===================================
NumPy And High-Performance Chunking
===================================


This page contains two sections related to NumPy_:

.. _NumPy: http://www.numpy.org/

 * `NumPy Array Sinks`_ describes how to transform the output of a pipeline to a NumPy array, and some points regarding this.
 * `High Performance Chunking`_ describes stages that chunk the data internally for high performance. Each such stage uses NumPy arrays internally.

The relevant stages are in the :py:mod:`dagpype.np` sub-package.


-----------------
NumPy Array Sinks
-----------------

Much of the purpose of this library is for preprocessing data for further processing using other Python libraries.

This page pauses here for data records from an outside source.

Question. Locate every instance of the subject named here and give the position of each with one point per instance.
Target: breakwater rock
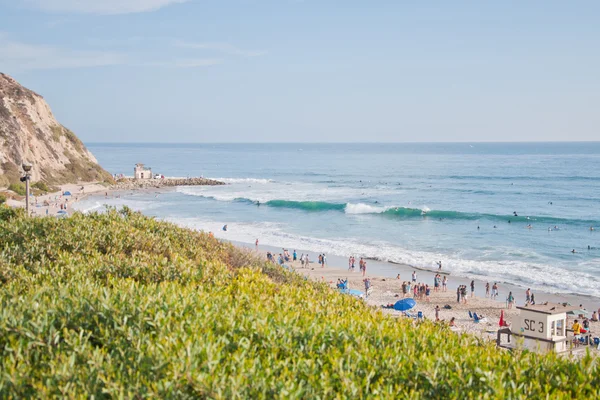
(129, 183)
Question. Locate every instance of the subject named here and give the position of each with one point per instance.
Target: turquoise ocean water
(408, 203)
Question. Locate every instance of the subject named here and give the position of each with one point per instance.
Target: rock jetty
(130, 183)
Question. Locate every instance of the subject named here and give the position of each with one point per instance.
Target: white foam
(362, 208)
(244, 180)
(536, 275)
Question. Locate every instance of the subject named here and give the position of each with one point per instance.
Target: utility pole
(27, 168)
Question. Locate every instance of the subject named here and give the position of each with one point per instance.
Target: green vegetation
(18, 188)
(121, 305)
(10, 174)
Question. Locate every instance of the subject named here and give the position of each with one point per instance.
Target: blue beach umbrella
(404, 304)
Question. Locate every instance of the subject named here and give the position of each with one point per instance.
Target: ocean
(408, 203)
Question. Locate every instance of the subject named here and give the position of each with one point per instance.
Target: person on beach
(576, 331)
(463, 294)
(510, 300)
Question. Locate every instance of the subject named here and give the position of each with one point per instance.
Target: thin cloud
(102, 7)
(184, 63)
(224, 48)
(19, 56)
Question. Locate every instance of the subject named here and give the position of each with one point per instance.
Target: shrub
(120, 305)
(18, 188)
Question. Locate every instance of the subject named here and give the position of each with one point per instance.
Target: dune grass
(121, 305)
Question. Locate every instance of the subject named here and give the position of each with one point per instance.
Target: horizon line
(415, 142)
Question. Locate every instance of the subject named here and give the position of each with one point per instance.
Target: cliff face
(29, 132)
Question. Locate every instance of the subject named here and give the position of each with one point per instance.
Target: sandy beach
(386, 290)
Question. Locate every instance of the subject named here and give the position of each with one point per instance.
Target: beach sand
(388, 290)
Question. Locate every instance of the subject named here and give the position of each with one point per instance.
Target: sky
(310, 70)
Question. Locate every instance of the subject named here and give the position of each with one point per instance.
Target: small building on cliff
(142, 172)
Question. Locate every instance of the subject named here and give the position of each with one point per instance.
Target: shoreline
(387, 270)
(387, 290)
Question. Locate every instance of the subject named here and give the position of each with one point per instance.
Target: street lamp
(27, 168)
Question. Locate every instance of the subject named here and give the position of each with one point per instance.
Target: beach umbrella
(404, 304)
(352, 292)
(577, 312)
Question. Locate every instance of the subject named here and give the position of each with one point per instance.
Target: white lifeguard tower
(142, 172)
(540, 327)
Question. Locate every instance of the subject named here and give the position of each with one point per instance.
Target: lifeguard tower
(540, 327)
(142, 172)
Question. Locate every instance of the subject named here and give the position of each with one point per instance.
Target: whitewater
(414, 204)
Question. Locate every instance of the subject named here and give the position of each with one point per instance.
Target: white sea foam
(244, 180)
(362, 208)
(523, 273)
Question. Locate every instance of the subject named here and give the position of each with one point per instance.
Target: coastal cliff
(29, 132)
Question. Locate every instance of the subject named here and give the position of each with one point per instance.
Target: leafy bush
(120, 305)
(18, 188)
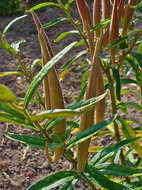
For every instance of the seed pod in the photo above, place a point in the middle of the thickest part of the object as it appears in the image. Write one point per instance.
(100, 106)
(128, 16)
(54, 89)
(84, 11)
(87, 22)
(112, 1)
(120, 9)
(113, 33)
(106, 9)
(87, 119)
(97, 15)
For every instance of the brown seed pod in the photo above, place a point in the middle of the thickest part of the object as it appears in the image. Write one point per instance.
(106, 9)
(128, 16)
(100, 106)
(97, 15)
(87, 119)
(52, 90)
(113, 33)
(120, 9)
(84, 11)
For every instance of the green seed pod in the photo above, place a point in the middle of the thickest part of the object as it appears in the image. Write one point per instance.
(97, 15)
(106, 9)
(113, 33)
(128, 16)
(87, 119)
(52, 90)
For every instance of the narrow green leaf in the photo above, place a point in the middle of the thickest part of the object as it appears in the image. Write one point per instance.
(16, 45)
(134, 65)
(131, 104)
(124, 81)
(103, 181)
(6, 94)
(34, 142)
(11, 23)
(136, 6)
(54, 22)
(107, 152)
(117, 170)
(136, 185)
(68, 3)
(35, 62)
(10, 119)
(88, 133)
(54, 180)
(3, 74)
(8, 48)
(106, 22)
(41, 5)
(138, 57)
(68, 112)
(64, 34)
(118, 85)
(6, 107)
(43, 73)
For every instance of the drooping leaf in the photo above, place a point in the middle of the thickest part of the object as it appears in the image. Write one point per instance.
(88, 133)
(64, 34)
(41, 5)
(69, 112)
(32, 141)
(13, 22)
(44, 71)
(130, 133)
(54, 22)
(137, 185)
(138, 57)
(118, 84)
(8, 48)
(73, 59)
(6, 94)
(35, 62)
(3, 74)
(54, 180)
(15, 45)
(6, 107)
(4, 117)
(95, 176)
(124, 81)
(136, 6)
(108, 152)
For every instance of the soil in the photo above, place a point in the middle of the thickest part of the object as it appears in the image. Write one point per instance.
(20, 165)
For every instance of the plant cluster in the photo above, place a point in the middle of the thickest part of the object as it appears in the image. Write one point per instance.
(110, 37)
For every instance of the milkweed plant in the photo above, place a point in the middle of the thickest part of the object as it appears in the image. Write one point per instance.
(112, 42)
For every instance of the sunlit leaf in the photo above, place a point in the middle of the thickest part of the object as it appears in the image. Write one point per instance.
(6, 94)
(32, 141)
(3, 74)
(64, 34)
(43, 73)
(15, 45)
(42, 5)
(88, 133)
(12, 22)
(54, 180)
(54, 22)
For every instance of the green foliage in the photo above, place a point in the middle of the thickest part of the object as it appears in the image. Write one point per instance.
(9, 7)
(113, 64)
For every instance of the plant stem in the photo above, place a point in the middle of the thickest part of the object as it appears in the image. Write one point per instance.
(29, 75)
(73, 22)
(114, 111)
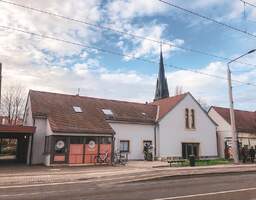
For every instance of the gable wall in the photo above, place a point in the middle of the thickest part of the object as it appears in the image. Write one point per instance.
(172, 132)
(136, 134)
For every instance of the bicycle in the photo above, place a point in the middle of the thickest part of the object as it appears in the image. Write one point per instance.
(102, 158)
(120, 158)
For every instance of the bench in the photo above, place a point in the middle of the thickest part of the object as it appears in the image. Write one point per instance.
(181, 161)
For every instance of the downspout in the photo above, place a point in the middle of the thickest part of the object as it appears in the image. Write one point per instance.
(113, 147)
(155, 127)
(31, 146)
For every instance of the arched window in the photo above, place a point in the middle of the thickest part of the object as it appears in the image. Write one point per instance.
(187, 117)
(193, 118)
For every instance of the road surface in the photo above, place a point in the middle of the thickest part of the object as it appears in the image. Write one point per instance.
(211, 187)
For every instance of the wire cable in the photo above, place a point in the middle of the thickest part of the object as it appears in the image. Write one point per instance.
(122, 32)
(209, 19)
(120, 54)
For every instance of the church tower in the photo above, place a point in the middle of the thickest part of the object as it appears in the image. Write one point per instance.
(161, 84)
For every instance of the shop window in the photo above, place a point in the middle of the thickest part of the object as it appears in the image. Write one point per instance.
(124, 146)
(76, 140)
(60, 146)
(47, 145)
(190, 149)
(105, 140)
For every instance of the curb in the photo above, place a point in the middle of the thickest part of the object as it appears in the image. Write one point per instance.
(184, 176)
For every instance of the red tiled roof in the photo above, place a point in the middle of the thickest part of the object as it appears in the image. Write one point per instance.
(17, 129)
(58, 108)
(167, 104)
(245, 120)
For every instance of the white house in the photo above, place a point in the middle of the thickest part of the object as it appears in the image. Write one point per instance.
(245, 124)
(72, 129)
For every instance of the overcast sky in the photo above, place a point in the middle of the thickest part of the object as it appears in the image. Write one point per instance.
(47, 65)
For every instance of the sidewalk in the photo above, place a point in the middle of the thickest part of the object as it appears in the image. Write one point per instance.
(135, 171)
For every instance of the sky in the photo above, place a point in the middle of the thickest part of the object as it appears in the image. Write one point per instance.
(48, 65)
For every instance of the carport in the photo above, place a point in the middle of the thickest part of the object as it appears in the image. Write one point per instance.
(22, 137)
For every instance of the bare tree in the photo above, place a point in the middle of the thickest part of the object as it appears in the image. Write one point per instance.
(13, 103)
(178, 90)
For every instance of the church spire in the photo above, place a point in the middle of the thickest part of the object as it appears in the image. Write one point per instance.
(161, 84)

To build a pipe resulting in a NumPy array, we can do something like one of the following:
::

    >>> a = stream_vals('rain.txt') | np.to_array()
    >>> type(a)
    <type 'numpy.ndarray'>
    >>> a.shape
    (61,)

    >>> a = stream_vals('meteo.csv', ('wind', 'rain')) | np.to_array()
    >>> type(a)
    <type 'numpy.ndarray'>
    >>> a.shape
    (60, 2)

    >>> a = stream_vals('meteo.csv', ('wind', 'rain')) | \
    ...     filt(pre = lambda (wind, rain) : wind < 10 and rain < 10) | \
    ...     np.to_array()
    >>> type(a)
    <type 'numpy.ndarray'>
    >>> a.shape
    (48, 2)

If the the sole reason we're creating an array is for applying a NumPy function, we can :ref:`chain sinks <sink_chaining>`:
::

    >>> print stream_vals('meteo.csv', 'rain') | (to_array() | sink(lambda a : numpy.median(a)))

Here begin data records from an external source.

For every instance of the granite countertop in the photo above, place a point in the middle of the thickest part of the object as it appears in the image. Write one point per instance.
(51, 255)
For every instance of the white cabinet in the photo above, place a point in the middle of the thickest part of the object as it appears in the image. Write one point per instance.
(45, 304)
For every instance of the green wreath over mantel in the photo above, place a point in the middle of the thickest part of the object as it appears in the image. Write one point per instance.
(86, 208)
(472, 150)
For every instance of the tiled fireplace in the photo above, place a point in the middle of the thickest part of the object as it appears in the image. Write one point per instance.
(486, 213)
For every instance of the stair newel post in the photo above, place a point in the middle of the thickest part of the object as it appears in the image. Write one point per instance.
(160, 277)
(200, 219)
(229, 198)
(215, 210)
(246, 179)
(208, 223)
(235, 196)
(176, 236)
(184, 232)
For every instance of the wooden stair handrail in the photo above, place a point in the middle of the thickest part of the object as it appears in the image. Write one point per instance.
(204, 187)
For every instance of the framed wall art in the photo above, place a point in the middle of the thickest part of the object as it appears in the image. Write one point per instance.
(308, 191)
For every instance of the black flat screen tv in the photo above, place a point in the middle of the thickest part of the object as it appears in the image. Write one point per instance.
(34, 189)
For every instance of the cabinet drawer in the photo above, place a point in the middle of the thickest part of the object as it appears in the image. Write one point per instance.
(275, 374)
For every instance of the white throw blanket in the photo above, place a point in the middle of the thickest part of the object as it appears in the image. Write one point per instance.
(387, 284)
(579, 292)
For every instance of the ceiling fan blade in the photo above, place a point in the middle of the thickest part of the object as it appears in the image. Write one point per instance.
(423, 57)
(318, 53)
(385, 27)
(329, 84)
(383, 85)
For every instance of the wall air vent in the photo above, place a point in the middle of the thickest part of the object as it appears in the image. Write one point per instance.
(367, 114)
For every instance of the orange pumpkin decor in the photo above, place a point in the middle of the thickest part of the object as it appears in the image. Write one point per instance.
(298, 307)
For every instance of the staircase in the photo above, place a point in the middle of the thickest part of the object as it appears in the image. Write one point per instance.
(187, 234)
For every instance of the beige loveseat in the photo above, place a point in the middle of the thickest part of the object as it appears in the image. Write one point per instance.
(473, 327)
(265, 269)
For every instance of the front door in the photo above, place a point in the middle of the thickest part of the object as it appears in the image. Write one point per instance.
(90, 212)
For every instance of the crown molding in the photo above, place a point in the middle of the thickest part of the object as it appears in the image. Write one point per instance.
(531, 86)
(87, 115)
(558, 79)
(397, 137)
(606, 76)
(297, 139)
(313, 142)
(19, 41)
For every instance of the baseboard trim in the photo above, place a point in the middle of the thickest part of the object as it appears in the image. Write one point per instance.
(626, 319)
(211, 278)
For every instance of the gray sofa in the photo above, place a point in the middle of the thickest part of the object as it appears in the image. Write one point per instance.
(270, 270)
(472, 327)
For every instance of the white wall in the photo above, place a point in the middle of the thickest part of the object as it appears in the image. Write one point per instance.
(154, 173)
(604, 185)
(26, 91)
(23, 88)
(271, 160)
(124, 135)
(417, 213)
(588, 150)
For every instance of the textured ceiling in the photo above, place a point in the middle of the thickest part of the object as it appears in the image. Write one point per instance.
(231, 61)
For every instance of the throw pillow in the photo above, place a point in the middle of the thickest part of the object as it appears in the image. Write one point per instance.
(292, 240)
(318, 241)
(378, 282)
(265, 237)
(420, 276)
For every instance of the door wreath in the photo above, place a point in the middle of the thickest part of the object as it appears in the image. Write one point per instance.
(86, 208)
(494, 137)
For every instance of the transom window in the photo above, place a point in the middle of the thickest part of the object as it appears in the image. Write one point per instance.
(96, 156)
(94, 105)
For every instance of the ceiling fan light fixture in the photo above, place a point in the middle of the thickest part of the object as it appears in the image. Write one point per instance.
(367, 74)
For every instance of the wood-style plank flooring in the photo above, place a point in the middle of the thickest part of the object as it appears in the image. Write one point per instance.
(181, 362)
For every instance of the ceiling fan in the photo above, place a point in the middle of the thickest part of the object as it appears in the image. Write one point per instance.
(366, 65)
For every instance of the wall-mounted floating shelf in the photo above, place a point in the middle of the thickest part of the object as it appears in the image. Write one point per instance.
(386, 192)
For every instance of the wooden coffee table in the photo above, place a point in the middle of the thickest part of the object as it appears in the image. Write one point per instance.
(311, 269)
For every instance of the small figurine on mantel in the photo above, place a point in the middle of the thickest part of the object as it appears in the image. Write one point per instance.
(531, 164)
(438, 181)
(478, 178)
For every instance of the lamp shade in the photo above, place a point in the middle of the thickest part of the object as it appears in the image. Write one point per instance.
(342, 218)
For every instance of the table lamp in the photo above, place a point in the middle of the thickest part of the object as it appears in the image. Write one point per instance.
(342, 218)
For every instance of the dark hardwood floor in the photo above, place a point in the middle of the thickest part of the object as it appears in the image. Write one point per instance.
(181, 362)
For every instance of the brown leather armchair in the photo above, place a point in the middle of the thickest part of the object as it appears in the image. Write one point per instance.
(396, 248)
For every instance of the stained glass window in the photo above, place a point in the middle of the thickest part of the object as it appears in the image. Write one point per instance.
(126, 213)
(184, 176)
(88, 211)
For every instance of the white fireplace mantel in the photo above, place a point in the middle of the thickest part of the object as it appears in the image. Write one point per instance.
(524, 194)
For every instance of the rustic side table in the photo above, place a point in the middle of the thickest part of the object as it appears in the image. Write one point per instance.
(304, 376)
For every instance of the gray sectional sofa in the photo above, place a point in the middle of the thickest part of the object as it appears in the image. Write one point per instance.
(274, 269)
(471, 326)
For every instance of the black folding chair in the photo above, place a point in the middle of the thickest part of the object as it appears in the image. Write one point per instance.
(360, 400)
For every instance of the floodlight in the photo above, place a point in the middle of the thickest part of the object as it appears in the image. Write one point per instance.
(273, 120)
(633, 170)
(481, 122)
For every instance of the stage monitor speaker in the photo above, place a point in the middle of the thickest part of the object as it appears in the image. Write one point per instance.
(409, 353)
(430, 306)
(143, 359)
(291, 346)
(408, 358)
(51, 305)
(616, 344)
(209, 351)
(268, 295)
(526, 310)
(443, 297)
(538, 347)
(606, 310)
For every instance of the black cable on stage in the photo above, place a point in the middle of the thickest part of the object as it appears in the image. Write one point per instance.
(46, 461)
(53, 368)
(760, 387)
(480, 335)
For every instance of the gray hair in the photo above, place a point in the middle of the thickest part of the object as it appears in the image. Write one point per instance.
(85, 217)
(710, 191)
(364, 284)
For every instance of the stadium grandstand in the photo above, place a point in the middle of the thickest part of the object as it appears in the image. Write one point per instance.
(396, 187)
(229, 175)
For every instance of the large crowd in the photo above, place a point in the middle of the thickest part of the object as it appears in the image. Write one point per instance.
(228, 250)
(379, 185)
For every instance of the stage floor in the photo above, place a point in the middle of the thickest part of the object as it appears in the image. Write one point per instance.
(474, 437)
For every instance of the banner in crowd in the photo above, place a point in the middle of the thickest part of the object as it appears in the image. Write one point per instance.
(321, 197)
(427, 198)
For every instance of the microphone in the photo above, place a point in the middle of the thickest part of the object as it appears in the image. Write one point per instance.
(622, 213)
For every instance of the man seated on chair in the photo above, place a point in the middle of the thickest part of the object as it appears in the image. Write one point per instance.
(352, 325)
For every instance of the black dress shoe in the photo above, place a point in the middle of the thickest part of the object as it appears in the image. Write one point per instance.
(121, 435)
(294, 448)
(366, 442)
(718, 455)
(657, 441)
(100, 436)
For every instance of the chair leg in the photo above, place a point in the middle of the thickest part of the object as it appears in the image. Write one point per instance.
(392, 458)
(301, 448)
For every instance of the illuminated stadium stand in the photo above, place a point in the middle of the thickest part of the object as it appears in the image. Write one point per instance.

and, of course, we can apply more than a single function to the array, like this:
::

    >>> print stream_vals('meteo.csv', 'rain') | \
    ...     (to_array() | sink(lambda a : (numpy.median(a), numpy.kurtosis(a))))
    
or like this:
::

    >>> print stream_vals('meteo.csv', 'rain') | \
    ...     (to_array() | sink(lambda a : numpy.median(a)) + sink(lambda a : numpy.kurtosis(a)))


Some aggregates, e.g., the median, cannot be calculated (or even approximated) using constant memory. This might cause a problem if the dataset is large. In such cases, we can use sub-sampling.  The following samples approximately 1% 
of the elements, and uses them to find the median:
::

    >>> stream_vals('meteo.csv', 'rain') | prob_rand_sample(0.01) | (to_array() | sink(lambda a : numpy.median(a))

The following samples (with replacement) 100 of the elements, then uses them to find the median:
::

    >>> stream_vals('meteo.csv', 'rain') | size_rand_sample(100) | (to_array() | sink(lambda a : numpy.median(a))
    
Other aggregates can be calculated using constant memory. In this case, using a DAGPype stage is more efficient than first streaming into a NumPy array, then calculating the aggregate. E.g., finding the mean through an array, like this:
::

    >>> print stream_vals('meteo.csv', 'rain') | (to_array() | sink(lambda a : numpy.mean(a)))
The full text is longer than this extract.